Well depends on various variables such as your style, your subject etc.In acrylics I use a wider palette but with oils I just use a couple of basic colors then mix them up.I usually go from light to dark shades and think beforehand what tones/shades will I use in the project.A complex color wheel is always of help in setting up the exact colors.


----------



## TerryCurley (Jan 4, 2015)

Everyone sets up there pallet differently. I will only put on my pallet (paper plate) those colors that I know I will use. I can always add another if I need too. I'll mix up three values of each color. For shading I add the compliment color, and white to make the lighter value. Also since I work on a budget and oil paints are so expensive I put a little bit on my pallet at a time and add more if I need to as I am working.


----------



## MellonFriend (Jan 16, 2016)

Thanks for all the advice! It's sometimes so hard to sort through all the different opinions on line, when all I need to be told is I can really do it any way I feel is best!:laugh: So thanks!


----------



## Liz (Jan 10, 2015)

I didn't know so much thought was put into setting up a palette. I just put out the colors I will be using at that moment, since acrylic dries quickly I don't want to put on the palette more than I will use.

For a palette I use a shallow plastic box with a tight lid. I line it with a damp paper towel and put parchment paper over it on which I put the paint. If there's paint leftover I spray it with a fine mist and close the lid. That will keep the paint workable for a couple of days.


----------



## MellonFriend (Jan 16, 2016)

Liz said:


> For a palette I use a shallow plastic box with a tight lid.

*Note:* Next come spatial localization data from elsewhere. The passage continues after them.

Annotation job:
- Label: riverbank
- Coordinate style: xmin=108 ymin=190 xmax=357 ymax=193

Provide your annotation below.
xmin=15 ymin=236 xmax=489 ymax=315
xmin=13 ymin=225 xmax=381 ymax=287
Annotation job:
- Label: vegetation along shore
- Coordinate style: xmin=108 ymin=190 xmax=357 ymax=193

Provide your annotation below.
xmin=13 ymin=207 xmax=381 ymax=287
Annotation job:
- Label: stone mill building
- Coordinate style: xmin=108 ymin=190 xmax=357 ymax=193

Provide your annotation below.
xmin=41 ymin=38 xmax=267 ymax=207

I line it with a damp paper towel and put parchment paper over it on which I put the paint. If there's paint leftover I spray it with a fine mist and close the lid. That will keep the paint workable for a couple of days.


 That is a great method! I always have trouble keeping my paint wet. I know you can buy a retardant, but it seems like their has to be a better way. :vs_closedeyes:


----------